Vasquez is on his knees before he even knows what he’s doing, a strange panic thrumming in the back of his throat as his hands find Faraday’s bloody face, his chest, the tense, twitching muscles of his arms. He can’t even tell where he can touch the man without causing pain; every bit of exposed skin looks raw, and blood is seeping from half a dozen deeper wounds. Finally, he just cups Faraday’s face between his hands, leans in close enough to share breath, and says, “Hold on, _güerito._ You’re not allowed to die. Not now.”

Faraday’s eyes blink open, dazed slivers of green through his dusty lashes. “This ain’t quite the welcome I was expecting at the pearly gates,” he murmurs.

 _“Pinche cabrón._ That’s because you’re not dead.” Faraday’s eyes begin to drift shut, and Vasquez slaps his cheek. Gently at first, then harder when that produces no effect. “No, no. Stay with me.”

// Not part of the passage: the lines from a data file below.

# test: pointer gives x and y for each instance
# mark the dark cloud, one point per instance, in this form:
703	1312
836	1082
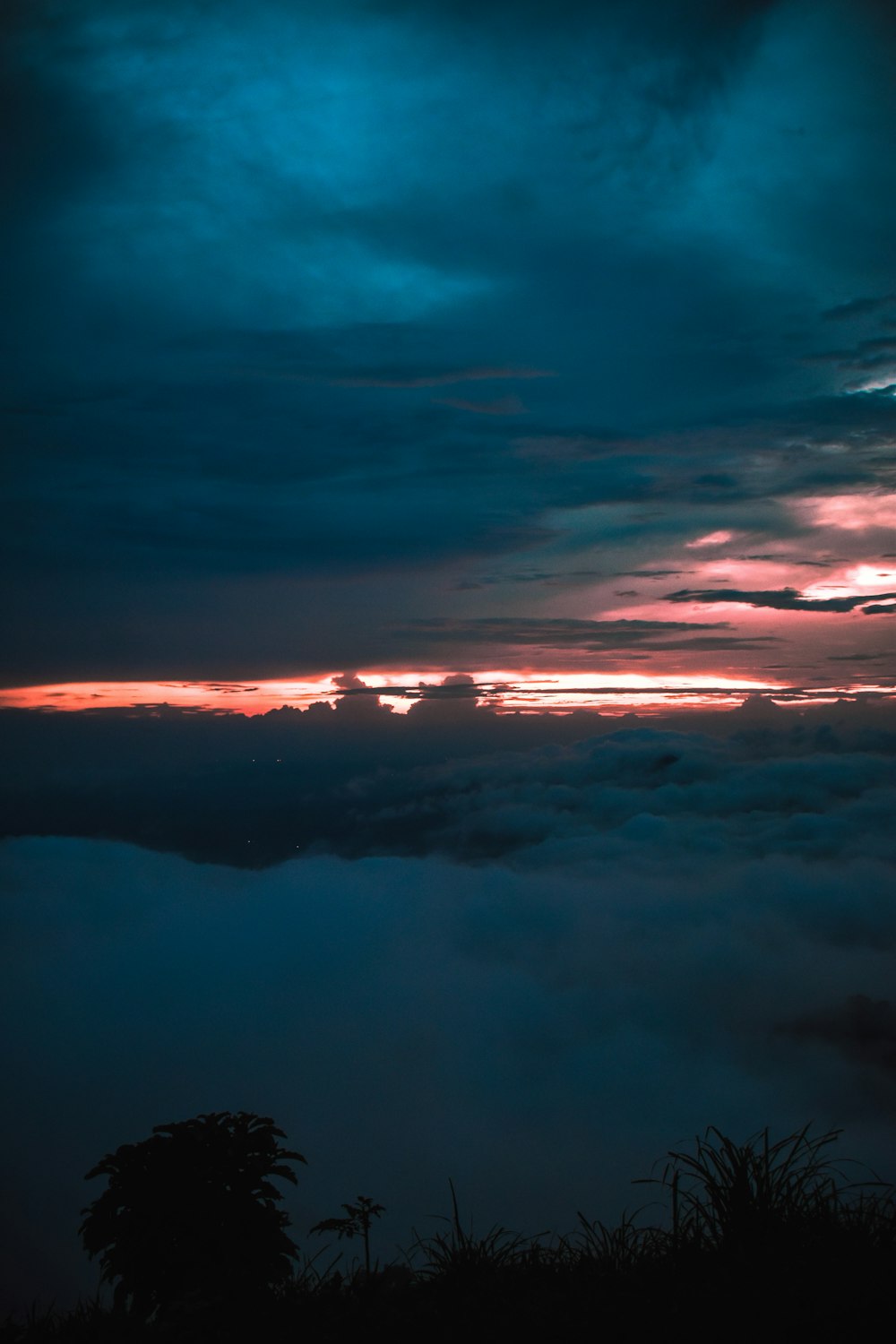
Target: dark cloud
860	306
861	1029
533	953
783	599
449	777
567	633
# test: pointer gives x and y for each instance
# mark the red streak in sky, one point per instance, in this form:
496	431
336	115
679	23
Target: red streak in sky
503	691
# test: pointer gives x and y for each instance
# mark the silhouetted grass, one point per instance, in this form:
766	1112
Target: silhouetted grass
767	1236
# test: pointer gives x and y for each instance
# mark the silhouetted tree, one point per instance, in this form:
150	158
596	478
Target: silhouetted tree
190	1214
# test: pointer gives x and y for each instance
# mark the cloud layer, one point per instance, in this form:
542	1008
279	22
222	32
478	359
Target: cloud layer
322	324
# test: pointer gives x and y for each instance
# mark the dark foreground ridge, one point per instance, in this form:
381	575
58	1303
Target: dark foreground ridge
772	1236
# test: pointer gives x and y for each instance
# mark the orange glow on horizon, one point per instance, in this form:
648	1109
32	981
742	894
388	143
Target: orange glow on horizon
498	690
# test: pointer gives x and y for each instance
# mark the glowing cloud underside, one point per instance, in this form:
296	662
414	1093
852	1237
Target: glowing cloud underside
501	691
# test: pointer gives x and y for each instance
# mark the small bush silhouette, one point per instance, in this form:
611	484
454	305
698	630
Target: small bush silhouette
357	1223
190	1215
742	1196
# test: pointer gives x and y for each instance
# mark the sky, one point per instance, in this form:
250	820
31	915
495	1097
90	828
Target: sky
447	590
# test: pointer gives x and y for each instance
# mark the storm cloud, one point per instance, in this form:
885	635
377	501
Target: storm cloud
282	285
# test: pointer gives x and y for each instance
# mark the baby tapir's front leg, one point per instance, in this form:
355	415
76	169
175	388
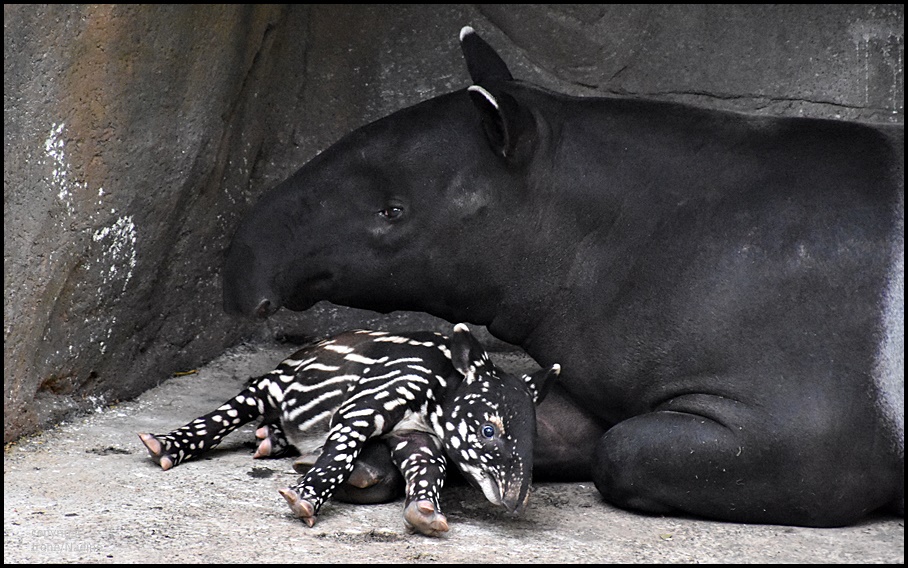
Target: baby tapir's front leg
206	432
420	458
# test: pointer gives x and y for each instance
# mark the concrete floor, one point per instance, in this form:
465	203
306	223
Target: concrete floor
86	491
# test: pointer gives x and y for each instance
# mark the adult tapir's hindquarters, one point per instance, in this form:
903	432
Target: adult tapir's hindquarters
724	292
784	403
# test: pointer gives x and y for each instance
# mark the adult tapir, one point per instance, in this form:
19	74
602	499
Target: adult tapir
724	292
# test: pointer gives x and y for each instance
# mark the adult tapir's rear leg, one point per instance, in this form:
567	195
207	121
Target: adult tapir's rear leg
715	457
566	439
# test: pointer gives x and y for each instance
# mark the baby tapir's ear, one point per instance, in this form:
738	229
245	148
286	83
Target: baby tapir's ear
541	381
465	351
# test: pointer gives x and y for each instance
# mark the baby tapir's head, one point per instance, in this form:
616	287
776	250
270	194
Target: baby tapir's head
490	422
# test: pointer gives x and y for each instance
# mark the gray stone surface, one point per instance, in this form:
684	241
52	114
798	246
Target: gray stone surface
135	137
88	492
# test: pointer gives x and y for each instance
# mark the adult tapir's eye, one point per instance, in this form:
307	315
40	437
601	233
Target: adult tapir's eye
392	212
487	431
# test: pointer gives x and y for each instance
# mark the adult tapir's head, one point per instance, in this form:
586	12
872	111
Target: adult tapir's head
399	214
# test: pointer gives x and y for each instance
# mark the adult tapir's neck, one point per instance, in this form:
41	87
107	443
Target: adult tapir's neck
610	175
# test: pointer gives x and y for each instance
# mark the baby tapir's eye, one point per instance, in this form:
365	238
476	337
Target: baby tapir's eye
487	431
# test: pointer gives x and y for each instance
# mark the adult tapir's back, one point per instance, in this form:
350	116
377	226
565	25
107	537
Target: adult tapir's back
725	292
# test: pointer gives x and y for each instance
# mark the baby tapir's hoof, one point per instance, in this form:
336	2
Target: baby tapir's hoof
421	516
302	508
157	451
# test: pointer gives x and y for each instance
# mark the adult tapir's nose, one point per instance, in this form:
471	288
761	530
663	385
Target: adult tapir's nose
265	308
245	284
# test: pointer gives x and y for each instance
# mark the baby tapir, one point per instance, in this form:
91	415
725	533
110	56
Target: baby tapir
423	393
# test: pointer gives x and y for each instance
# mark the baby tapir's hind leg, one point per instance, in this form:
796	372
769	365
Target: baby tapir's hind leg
273	443
205	432
374	479
422	462
345	441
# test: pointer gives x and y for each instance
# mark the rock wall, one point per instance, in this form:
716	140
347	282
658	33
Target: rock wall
137	136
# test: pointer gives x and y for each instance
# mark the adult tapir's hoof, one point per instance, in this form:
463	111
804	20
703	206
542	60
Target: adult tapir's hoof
157	451
421	516
302	508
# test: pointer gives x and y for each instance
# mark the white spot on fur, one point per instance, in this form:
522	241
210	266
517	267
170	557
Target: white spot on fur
889	370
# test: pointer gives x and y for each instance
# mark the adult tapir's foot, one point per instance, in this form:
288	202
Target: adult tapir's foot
421	516
158	450
718	458
302	508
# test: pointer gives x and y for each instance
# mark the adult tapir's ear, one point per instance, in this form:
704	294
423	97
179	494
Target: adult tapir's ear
483	63
541	382
465	351
503	119
506	124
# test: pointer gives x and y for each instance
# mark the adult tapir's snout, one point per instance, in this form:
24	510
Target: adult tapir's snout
247	292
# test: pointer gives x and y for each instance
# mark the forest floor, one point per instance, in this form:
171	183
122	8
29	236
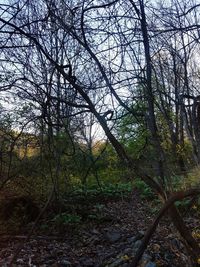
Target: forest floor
109	236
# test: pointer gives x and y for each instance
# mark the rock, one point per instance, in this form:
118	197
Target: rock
137	244
116	263
65	263
86	262
113	237
150	264
145	260
138	236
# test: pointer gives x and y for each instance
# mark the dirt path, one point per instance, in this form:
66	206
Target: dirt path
110	240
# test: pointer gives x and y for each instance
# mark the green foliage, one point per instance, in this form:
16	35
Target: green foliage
144	189
65	218
107	190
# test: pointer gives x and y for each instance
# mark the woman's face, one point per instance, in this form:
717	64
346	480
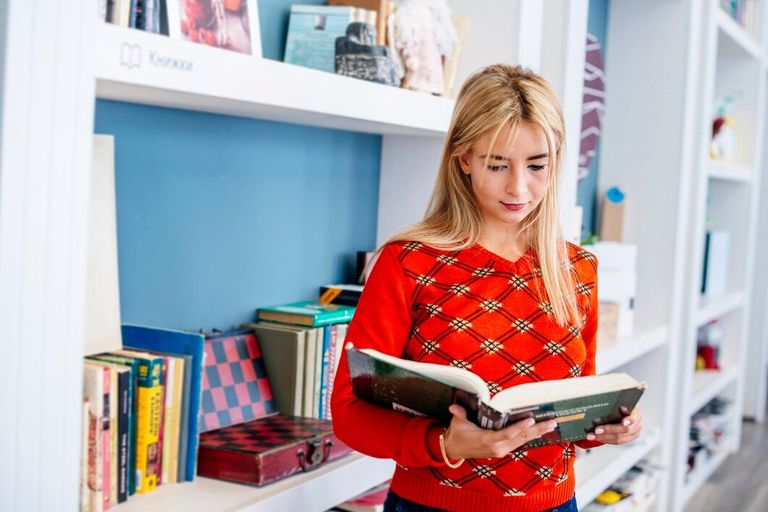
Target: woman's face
515	179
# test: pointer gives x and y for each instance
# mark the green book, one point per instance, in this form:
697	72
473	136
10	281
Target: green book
424	389
309	313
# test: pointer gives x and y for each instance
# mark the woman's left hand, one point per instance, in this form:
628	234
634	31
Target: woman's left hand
619	433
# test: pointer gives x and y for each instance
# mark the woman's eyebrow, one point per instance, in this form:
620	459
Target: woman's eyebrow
495	157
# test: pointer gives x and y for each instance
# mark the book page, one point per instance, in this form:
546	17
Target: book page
562	389
457	377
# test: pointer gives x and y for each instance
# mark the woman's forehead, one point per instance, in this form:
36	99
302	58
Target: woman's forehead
525	136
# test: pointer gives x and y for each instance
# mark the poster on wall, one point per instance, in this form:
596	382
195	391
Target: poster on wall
229	24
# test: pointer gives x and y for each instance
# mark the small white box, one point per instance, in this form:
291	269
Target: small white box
614	256
717	251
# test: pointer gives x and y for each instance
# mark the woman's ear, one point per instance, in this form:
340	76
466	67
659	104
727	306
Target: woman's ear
464	162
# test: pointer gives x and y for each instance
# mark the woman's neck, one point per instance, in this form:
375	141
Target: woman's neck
508	245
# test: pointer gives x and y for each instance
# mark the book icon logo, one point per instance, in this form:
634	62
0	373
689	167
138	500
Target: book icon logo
130	55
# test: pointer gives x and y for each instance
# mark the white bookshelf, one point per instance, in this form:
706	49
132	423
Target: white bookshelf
139	67
630	348
707	384
56	61
712	308
696	478
724	196
316	490
603	466
727	171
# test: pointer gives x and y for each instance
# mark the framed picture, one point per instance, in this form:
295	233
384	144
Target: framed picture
229	24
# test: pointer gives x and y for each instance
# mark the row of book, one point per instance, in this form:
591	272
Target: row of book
136	419
145	406
302	345
141	14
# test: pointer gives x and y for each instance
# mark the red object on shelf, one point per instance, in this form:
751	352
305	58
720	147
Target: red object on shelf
265	450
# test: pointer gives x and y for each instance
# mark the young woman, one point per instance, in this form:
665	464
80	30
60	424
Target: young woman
484	282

“Vasquez,” Faraday mumbles, the syllables slipping out lazy and sideways like he’s drunk and charming in a bar instead of bleeding out into the black earth, and then his eyes roll back in his head and he goes limp, and the feeling that goes through Vasquez at that is nothing short of pure panic, wild and disbelieving, like he’s never seen death before. Like he hasn’t dealt out enough of it with his own two hands.

“No, no, no,” he mutters, his hands skittering over Faraday’s mouth, his throat. “No, _por favor—_ ”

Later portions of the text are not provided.